Director of ISRO’s National Remote Sensing Centre (NRSC), Dr YVN Krishna Murthy told Bangalore Mirror at the 104th Indian Science Congress in Tirupati that they have gathered up to a whopping 17 million gigabytes (or 17 petabytes as 1 petabyte is 1000000 gigabytes) of geospatial data, which is set to cross 50 million GB (50 petabytes) in the next five years with the addition of a more sophisticated constellation of satellites in space to map the Indian sub-continent.
Geospatial data is information about physical objects (in terms of land, crops, water resources, agricultural information, etc) that can be represented by numerical values in a geographic coordinate system. These data have been collected using 21 remote sensing satellites so far – IRS-1A being the first one to be launched on March 17, 1988, and Resourcesat-2A, the last to be launched on December 7, 2016.

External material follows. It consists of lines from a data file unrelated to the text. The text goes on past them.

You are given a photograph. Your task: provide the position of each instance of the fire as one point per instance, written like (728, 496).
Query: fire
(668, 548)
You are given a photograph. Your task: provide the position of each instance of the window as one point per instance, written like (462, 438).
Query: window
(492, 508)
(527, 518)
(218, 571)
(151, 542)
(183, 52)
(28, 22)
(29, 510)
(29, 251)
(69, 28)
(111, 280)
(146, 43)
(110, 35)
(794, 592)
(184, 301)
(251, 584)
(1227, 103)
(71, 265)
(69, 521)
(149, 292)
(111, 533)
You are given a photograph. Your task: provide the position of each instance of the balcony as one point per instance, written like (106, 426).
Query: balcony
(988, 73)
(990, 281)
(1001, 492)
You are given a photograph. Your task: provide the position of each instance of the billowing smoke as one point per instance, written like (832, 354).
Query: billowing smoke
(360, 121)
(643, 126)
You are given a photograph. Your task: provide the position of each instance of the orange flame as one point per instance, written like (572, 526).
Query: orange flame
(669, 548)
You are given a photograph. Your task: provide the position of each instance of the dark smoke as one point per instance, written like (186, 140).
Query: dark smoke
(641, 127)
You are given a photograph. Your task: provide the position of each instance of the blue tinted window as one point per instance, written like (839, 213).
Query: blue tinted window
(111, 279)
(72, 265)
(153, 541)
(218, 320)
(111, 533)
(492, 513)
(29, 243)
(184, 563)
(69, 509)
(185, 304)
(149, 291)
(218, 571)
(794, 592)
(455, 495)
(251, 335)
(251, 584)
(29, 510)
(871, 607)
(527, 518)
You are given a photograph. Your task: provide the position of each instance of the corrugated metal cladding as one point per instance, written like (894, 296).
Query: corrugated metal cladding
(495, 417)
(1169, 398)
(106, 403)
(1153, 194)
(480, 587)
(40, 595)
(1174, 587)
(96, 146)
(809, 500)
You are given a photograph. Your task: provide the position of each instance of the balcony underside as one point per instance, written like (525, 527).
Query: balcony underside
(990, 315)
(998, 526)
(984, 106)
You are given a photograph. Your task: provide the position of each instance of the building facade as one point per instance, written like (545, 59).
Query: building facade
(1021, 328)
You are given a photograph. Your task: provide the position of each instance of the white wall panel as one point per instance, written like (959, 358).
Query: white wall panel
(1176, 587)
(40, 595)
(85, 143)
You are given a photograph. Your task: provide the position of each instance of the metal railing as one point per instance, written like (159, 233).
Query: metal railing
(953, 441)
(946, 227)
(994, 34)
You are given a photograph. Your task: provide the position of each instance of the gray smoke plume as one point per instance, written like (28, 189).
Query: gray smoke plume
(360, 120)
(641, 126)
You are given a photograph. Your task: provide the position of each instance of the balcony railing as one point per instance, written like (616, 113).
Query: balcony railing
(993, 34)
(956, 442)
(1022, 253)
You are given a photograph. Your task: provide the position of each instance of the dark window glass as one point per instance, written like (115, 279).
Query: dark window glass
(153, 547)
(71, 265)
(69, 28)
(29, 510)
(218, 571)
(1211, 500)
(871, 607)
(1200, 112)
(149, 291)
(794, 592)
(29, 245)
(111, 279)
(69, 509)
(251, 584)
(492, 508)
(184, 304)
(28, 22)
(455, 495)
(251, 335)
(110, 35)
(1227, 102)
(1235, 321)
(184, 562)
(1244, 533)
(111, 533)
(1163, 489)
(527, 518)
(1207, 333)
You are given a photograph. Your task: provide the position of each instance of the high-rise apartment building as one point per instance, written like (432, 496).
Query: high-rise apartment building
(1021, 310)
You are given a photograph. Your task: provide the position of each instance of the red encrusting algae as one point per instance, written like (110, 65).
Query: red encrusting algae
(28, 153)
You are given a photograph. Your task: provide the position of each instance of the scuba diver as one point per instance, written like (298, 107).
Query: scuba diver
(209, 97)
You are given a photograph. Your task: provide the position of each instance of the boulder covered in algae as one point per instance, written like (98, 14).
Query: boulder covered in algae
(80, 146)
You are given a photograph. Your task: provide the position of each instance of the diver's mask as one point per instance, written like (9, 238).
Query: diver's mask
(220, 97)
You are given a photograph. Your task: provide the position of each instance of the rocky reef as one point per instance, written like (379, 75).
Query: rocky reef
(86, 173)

The data from Indian Remote Sensing (IRS) satellites are used for various applications of resources survey and management under the National Natural Resources Management System (NNRMS), which include space-based inputs for decentralised planning; national urban information system; ISRO disaster management support programme; biodiversity characterisations at landscape level; pre-harvest crop area and production estimation of major crops; drought monitoring and assessment based on vegetation condition; flood risk zone mapping and flood damage assessment; hydro-geomorphologic maps for locating underground water resources for drilling wells; irrigation command area status monitoring; snow-melt run-off estimates for planning water use in downstream projects; land-use and land cover mapping; urban planning; forest survey; wetland mapping; environmental impact analysis; mineral prospecting; coastal studies; and integrated mission for sustainable development (initiated in 1992) for generating locale-specific prescriptions for integrated land and water resources development in 174 districts.
“There is an immense scope for start-ups. With time, the cost of technology will go down while its scope will only increase,” Murthy said. “Young entrepreneurs can look at our portals to launch start-ups on a consultative basis for users and rake in millions of rupees.”